Deuxièmement, l’ordre de Vienne a été construit sur le principe que les grandes puissances – groupe dans lequel la France a repris sa place traditionnelle – assumeraient la responsabilité commune de la paix et de la stabilité générales de l’Europe., Les quatre grandes puissances victorieuses s’étaient déjà mises d’accord sur ce principe dans différents instruments avant le Congrès de Vienne, le principal étant le Traité de Chaumont du 1er mars 1814 (63 CTS 83). Ce ‘principe de grande puissance  » a également déterminé l’organisation et le fonctionnement du congrès lui-même., Bien que plus de 200 délégations aient été présentes, les principales négociations et décisions ont eu lieu dans les Comités de Cinq (Grande-Bretagne, Russie, Autriche, Prusse et France) et de Huit (y compris l’Espagne, la Suède et le Portugal), reléguant les autres puissances à des rôles de lobbyistes pour leurs propres intérêts. Comme le disait le négociateur en chef français, Charles Maurice de Talleyrand-Périgord (1754-1838), « Vienne était le Congrès qui n’était pas un Congrès »., Cependant, l’Acte final ne comportait pas de disposition pour la mise en œuvre future du principe de la grande puissance, hormis le fait que les huit grandes puissances étaient liées à toutes ses dispositions et étaient donc toutes garantes de l’ordre territorial et juridique de l’Europe tel qu’il était prévu dans l’acte. La Seconde Paix de Paris du 20 novembre 1815 y remédia. L’article 6 du traité d’alliance bilatéral signé entre la Grande-Bretagne et l’Autriche prévoyait la convocation de conférences entre les grandes puissances pour discuter des questions d’intérêt commun et du maintien de la paix en Europe., Par son incorporation dans le traité de paix identique, cela engageait tous ses signataires.

Les fonctions de base de la réorganisation de l’Europe de Vienne serait survivre plus de 5 décennies, jusqu’à l’unification allemande.
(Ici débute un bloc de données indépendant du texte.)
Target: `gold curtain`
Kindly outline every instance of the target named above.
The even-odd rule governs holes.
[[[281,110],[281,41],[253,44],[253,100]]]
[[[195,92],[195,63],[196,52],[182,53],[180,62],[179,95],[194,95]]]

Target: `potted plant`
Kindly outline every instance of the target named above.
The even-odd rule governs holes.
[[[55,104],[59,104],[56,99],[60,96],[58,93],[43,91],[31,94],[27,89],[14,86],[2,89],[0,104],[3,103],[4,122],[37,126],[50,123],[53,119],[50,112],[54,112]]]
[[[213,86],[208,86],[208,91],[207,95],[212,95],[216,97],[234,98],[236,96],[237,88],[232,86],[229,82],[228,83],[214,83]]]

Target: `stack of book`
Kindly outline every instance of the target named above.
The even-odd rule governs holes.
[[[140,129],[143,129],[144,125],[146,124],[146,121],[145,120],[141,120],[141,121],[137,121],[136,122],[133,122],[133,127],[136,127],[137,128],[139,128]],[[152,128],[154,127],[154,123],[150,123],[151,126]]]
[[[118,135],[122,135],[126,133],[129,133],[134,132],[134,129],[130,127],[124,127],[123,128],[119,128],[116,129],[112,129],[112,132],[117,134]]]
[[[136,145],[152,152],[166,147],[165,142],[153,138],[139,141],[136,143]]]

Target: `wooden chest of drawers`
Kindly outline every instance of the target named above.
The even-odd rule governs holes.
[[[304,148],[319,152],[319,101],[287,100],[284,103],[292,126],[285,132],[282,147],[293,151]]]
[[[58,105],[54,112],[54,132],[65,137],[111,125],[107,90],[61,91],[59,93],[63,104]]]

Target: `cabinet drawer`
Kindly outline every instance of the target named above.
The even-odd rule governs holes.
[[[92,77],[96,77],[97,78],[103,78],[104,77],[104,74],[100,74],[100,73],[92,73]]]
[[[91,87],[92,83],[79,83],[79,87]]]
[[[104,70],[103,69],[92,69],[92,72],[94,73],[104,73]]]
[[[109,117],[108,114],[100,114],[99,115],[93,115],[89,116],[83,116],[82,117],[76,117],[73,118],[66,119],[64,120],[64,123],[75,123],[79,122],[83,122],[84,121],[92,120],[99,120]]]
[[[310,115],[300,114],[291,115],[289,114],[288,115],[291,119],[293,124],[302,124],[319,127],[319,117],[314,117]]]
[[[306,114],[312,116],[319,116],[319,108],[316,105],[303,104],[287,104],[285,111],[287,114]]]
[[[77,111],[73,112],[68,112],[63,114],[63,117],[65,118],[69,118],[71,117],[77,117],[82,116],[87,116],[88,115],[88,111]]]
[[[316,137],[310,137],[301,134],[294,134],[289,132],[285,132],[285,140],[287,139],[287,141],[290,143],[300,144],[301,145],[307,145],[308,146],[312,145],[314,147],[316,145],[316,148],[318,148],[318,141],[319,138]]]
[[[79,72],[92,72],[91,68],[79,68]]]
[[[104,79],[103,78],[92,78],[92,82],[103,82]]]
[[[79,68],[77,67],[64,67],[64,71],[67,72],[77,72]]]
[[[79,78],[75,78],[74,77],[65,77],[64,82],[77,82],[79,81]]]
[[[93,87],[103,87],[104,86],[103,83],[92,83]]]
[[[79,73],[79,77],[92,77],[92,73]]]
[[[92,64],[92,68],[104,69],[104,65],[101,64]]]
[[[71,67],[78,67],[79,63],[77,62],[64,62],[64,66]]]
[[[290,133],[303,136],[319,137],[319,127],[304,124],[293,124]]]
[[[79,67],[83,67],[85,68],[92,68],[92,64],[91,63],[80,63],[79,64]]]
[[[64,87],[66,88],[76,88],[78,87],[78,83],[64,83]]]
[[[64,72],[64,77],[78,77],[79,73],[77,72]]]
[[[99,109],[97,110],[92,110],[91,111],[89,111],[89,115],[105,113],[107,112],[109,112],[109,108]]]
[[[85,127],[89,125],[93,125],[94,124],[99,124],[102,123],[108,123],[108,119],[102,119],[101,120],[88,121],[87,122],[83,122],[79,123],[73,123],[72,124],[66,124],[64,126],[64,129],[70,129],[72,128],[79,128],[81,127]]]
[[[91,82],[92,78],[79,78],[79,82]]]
Alors que l’Europe était en proie à de nombreux conflits armés et guerres, l’ordre de Vienne s’est avéré en même temps suffisamment ancré et flexible pour permettre aux grandes puissances la marge de manœuvre nécessaire pour éviter que ces guerres ne dégénèrent en une nouvelle guerre générale., Même la perturbation de l’équilibre des forces par la défaite de la France dans la guerre franco-allemande et l’unification de l’Allemagne qui s’ensuivit en 1870 ne mit pas fin aux efforts des grandes puissances pour gérer le système et maintenir la paix. La rupture de la paix et la conflagration totale de 1914-1918 ont détruit le crédit de l’un des piliers de la colonie viennoise, l’équilibre des pouvoirs. Mais les autres ont survécu., Plus encore, l’idée que la meilleure garantie de l’ordre et de la paix était leur gestion conjointe par les grandes puissances est devenue l’épine dorsale de l’organisation institutionnelle de la sécurité collective à la Société des Nations en 1919 et à l’Organisation des Nations Unies en 1945.